In het plangebied is een hoge trefkans op het aantreffen van archeologische resten. Het plangebied heeft daarom de dubbelbestemming Waarde - Archeologie hoog gekregen, met uitzondering van het deel waar de mogelijke archeologische waarden volledig verstoord zijn doordat er een parkeerbak is uitgegraven. Voor het gebied met de dubbelbestemming Waarde - Archeologie hoog geldt dat bij het indienen van een aanvraag om omgevingsvergunning voor een bouwwerk met een oppervlakte van meer dan 50 m2 tevens een archeologisch onderzoeksrapport moet worden ingediend. Als uit dit rapport blijkt dat de archeologische waarden door het oprichten van het bouwwerk zullen worden verstoord kan het bevoegd gezag bepaalde voorschriften aan de omgevingsvergunning verbinden. Wanneer de archeologische waarde van het terrein al uit andere informatie (bijvoorbeeld uit eerder uitgevoerd onderzoek) bij de gemeente bekend is, is het niet nodig nieuw onderzoek uit te voeren. Voor een aantal werken, geen bouwwerk zijnde, en werkzaamheden die mogelijke archeologische waarden in de bodem kunnen verstoren geldt dat ze niet mogen worden uitgevoerd tenzij daarvoor een omgevingsvergunning is verleend.

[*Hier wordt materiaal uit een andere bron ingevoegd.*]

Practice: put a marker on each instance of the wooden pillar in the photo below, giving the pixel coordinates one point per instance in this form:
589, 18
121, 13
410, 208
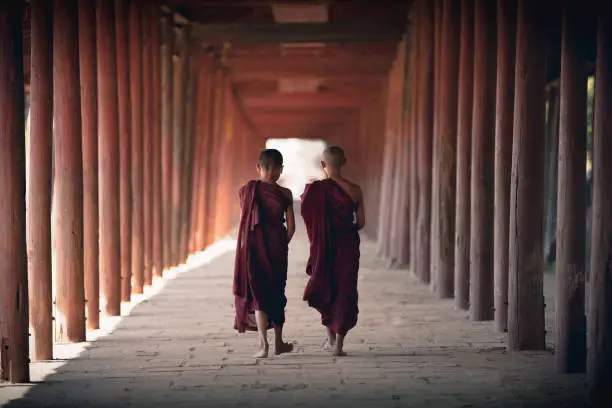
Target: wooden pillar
483, 140
158, 255
136, 101
109, 160
89, 120
180, 71
68, 183
125, 145
464, 155
147, 143
38, 189
166, 143
599, 354
424, 157
504, 115
445, 154
13, 269
525, 295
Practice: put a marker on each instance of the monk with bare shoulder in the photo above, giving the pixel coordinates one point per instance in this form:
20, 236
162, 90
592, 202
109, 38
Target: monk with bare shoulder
333, 212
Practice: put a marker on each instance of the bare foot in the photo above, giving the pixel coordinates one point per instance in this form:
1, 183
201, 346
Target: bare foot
263, 353
283, 348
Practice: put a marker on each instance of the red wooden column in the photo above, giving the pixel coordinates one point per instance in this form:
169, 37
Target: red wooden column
158, 255
599, 354
464, 156
109, 160
68, 183
180, 78
89, 120
38, 215
125, 145
445, 153
525, 295
483, 141
13, 252
504, 115
147, 143
570, 327
136, 103
167, 47
425, 112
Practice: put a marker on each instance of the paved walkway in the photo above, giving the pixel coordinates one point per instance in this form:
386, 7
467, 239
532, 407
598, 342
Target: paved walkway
178, 349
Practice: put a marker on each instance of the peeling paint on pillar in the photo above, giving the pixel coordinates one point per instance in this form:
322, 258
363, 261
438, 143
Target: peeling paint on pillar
13, 252
125, 143
39, 161
464, 151
68, 182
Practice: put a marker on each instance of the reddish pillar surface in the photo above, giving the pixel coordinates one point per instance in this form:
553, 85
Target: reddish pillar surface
147, 144
525, 295
445, 153
158, 255
109, 163
125, 145
425, 113
38, 189
504, 115
13, 269
464, 157
599, 354
166, 143
180, 71
136, 103
89, 121
483, 141
68, 183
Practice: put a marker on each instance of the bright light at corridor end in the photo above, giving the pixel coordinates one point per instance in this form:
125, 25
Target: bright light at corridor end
302, 159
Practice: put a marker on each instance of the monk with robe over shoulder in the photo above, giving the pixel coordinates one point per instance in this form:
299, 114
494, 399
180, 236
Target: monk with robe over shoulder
333, 213
260, 268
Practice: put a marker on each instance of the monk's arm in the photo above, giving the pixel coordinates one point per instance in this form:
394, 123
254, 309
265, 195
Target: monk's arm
360, 210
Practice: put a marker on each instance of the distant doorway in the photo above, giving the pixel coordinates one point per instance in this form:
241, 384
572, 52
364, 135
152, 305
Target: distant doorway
302, 158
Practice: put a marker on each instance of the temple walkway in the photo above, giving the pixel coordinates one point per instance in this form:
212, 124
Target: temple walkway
177, 349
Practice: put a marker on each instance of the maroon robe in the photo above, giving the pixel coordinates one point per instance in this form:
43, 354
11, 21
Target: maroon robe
328, 213
260, 269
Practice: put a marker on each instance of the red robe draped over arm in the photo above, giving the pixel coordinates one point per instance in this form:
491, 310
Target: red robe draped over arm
333, 265
260, 267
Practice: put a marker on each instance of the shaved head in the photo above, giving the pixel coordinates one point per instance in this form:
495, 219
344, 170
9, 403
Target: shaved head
334, 157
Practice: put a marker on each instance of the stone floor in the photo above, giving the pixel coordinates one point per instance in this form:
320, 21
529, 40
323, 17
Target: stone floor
177, 348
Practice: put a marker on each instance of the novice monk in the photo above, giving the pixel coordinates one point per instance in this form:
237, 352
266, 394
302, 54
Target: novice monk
333, 213
260, 270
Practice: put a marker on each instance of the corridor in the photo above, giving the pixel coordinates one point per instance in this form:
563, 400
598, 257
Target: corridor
178, 349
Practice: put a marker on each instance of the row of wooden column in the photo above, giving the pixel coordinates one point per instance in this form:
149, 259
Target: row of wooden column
127, 119
477, 74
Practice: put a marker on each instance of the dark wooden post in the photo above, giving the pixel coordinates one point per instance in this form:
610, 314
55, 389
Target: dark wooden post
570, 319
68, 183
599, 354
89, 120
136, 100
464, 156
109, 160
445, 154
525, 295
424, 157
147, 143
13, 248
158, 255
483, 138
38, 189
125, 143
180, 71
504, 115
166, 146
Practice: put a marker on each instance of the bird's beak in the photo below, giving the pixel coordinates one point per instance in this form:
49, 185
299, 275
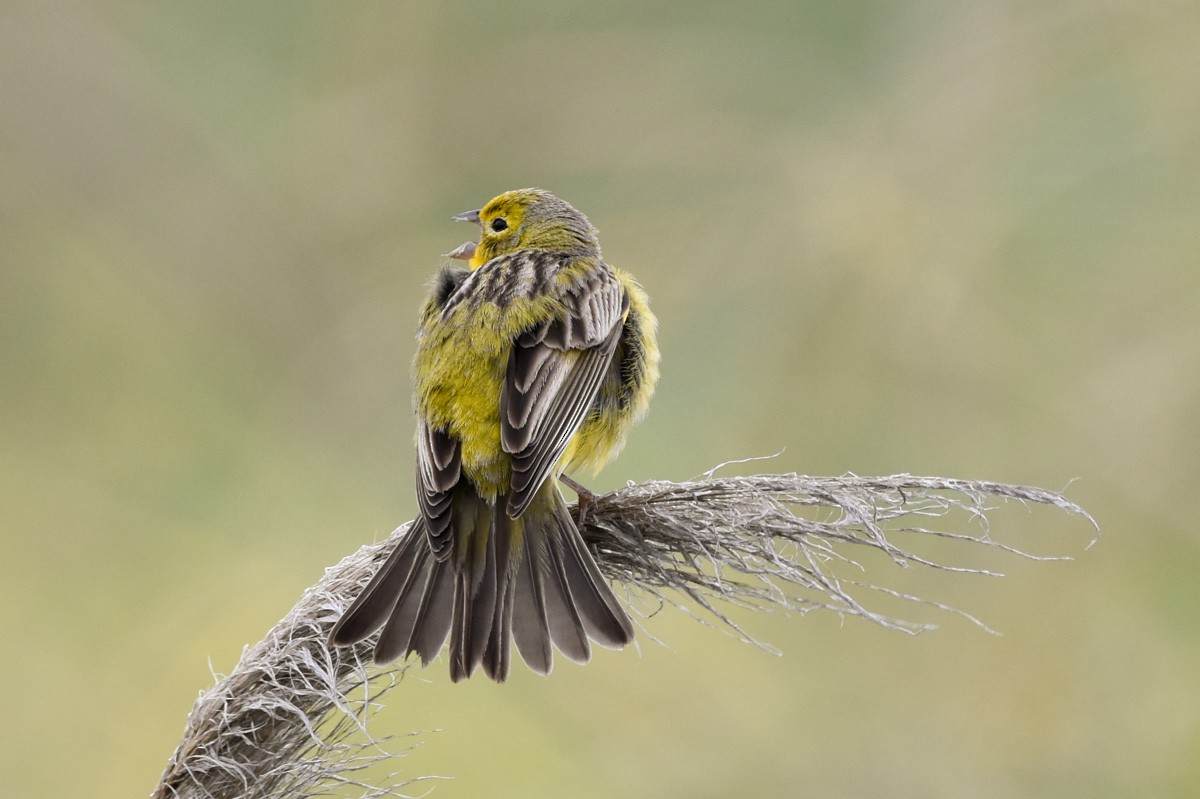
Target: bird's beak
463, 252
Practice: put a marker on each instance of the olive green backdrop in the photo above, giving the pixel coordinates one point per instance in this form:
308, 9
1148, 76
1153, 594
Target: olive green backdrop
935, 238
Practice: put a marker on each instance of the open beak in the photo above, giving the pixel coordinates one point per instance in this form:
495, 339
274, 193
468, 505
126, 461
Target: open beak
463, 251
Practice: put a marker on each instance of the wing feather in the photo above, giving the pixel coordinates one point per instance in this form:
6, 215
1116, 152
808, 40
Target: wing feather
552, 378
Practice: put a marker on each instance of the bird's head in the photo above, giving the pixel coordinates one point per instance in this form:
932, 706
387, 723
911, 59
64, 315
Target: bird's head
527, 218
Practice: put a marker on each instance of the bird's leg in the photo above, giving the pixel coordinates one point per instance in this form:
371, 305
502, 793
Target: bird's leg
586, 498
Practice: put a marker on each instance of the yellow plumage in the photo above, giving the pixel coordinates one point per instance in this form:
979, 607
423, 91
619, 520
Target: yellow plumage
534, 360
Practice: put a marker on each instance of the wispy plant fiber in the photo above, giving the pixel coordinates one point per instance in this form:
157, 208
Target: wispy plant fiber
291, 719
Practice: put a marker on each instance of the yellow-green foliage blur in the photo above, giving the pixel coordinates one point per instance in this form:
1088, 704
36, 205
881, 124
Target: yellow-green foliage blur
937, 238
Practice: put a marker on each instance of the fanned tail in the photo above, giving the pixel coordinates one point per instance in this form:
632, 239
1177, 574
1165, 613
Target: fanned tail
409, 598
531, 581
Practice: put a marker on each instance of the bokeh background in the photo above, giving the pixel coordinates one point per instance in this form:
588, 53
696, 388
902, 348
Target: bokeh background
936, 238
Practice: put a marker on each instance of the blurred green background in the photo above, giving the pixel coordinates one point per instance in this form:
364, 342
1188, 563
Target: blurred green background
934, 238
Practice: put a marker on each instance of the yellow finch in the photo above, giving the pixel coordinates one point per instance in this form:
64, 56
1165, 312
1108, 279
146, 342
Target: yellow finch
533, 361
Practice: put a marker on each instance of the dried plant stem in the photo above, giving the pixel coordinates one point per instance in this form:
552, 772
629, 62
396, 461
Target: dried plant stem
282, 724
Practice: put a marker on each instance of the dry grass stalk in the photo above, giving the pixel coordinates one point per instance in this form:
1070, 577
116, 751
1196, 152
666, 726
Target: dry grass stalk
291, 719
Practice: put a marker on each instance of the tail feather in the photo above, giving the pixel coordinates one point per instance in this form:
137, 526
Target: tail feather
435, 616
531, 628
378, 600
605, 620
529, 581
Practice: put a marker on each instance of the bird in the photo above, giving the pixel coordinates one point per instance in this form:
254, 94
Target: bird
534, 359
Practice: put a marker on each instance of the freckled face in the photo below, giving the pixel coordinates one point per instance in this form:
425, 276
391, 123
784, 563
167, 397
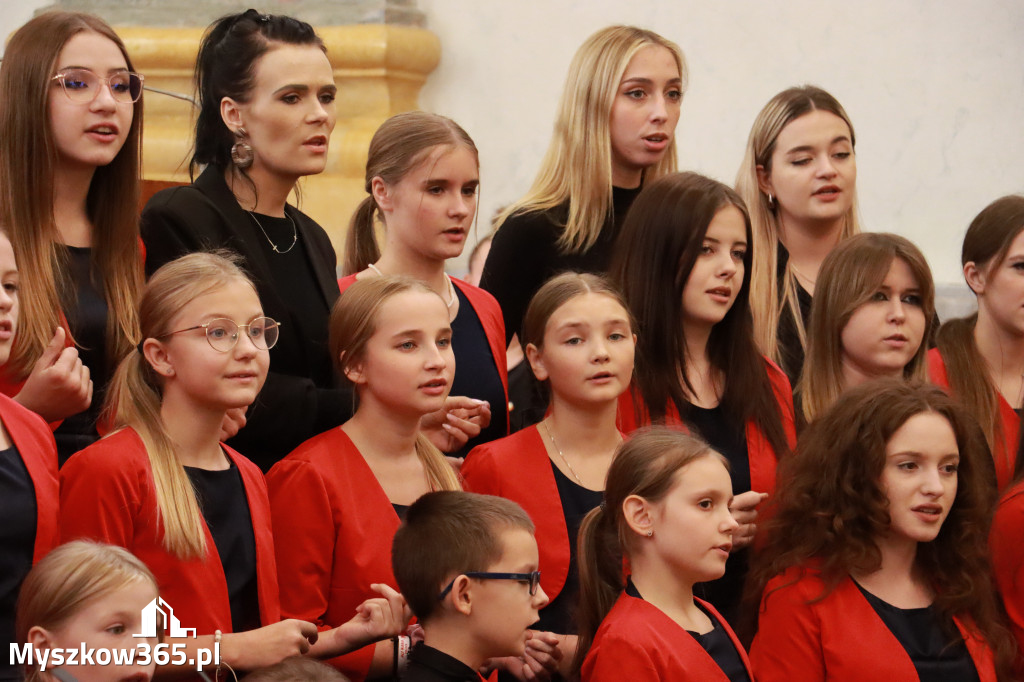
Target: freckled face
644, 114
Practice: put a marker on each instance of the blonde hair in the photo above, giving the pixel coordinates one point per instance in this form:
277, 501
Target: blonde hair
850, 275
401, 143
70, 578
767, 300
353, 322
136, 391
577, 167
28, 166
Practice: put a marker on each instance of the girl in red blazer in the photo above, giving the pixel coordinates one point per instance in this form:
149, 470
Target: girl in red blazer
876, 565
422, 178
663, 486
684, 266
165, 487
337, 499
28, 472
981, 357
579, 339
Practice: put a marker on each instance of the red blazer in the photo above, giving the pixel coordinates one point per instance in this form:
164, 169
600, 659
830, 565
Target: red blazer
838, 638
334, 524
35, 443
1008, 561
517, 468
487, 311
108, 494
762, 459
1006, 451
637, 641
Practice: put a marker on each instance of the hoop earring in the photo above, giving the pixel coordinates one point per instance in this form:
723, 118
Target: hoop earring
242, 152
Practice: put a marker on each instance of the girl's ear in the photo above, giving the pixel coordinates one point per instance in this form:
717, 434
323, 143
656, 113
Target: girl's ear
536, 361
764, 180
975, 278
381, 194
155, 352
352, 372
230, 113
638, 514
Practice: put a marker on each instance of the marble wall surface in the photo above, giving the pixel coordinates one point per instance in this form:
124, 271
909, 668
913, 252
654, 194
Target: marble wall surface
935, 90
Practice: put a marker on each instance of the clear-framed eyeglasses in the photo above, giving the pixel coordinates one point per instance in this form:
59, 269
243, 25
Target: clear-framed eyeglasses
222, 334
82, 85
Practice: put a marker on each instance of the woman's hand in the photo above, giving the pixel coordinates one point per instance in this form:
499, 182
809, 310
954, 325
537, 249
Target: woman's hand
59, 385
461, 419
744, 510
268, 645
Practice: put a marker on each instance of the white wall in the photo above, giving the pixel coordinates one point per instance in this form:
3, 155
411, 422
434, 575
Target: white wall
935, 91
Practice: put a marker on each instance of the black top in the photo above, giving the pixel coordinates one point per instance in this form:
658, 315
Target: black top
429, 665
790, 350
17, 544
301, 396
559, 614
85, 308
476, 376
936, 648
524, 254
221, 497
729, 439
717, 643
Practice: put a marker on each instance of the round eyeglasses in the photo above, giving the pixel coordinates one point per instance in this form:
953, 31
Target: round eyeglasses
81, 85
222, 334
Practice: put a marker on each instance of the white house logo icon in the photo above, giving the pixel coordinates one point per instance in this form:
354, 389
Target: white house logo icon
157, 612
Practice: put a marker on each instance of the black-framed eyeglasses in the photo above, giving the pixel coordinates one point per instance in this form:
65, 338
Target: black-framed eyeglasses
81, 85
532, 578
222, 334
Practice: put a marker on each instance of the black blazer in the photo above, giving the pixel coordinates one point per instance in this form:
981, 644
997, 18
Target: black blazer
295, 403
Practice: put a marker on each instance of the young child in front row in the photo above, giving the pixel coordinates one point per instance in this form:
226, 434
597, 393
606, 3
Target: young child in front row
667, 511
467, 564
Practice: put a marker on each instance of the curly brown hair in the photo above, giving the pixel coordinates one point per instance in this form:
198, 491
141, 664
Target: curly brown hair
829, 506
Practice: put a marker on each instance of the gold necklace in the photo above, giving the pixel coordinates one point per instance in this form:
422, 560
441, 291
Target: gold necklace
559, 451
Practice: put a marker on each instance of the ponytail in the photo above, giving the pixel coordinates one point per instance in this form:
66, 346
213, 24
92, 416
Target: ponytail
600, 560
360, 244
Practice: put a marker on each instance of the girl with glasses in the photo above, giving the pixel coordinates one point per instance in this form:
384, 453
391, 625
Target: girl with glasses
338, 500
667, 512
165, 487
71, 112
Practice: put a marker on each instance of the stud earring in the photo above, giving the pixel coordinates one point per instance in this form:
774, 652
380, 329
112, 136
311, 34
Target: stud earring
242, 152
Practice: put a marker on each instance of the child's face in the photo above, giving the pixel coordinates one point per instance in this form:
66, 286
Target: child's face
504, 609
109, 623
696, 508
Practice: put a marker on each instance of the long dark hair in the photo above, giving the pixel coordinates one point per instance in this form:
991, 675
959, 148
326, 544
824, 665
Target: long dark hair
829, 506
225, 67
665, 231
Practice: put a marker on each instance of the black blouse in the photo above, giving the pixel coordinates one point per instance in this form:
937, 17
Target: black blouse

De regels voor deze dubbelbestemming staan in artikel 6.
Voor de maatvoering van gebouwen en bouwwerken, geen gebouwen zijnde is per bestemming een bebouwingsschema opgenomen. In de bebouwingsschema's staan de maatvoeringsaspecten die voor die specifieke bestemming gelden. Vaak wordt verwezen naar de maatvoeringsaanduidingen op de plankaart.
Waar dit bestemmingsplan de bevoegdheid in het leven roept om af te wijken van de regels, is die bevoegdheid toebedeeld aan het bevoegd gezag. Over het algemeen zal dat bevoegd gezag het college van burgemeester en wethouders zijn. In een enkel geval zijn op grond van de Wet algemene bepalingen omgevingsrecht gedeputeerde staten dan wel de minister bevoegd gezag voor het verlenen van de omgevingsvergunning en daarmee ook voor het bij die omgevingsvergunning afwijken van de regels van dit bestemmingsplan.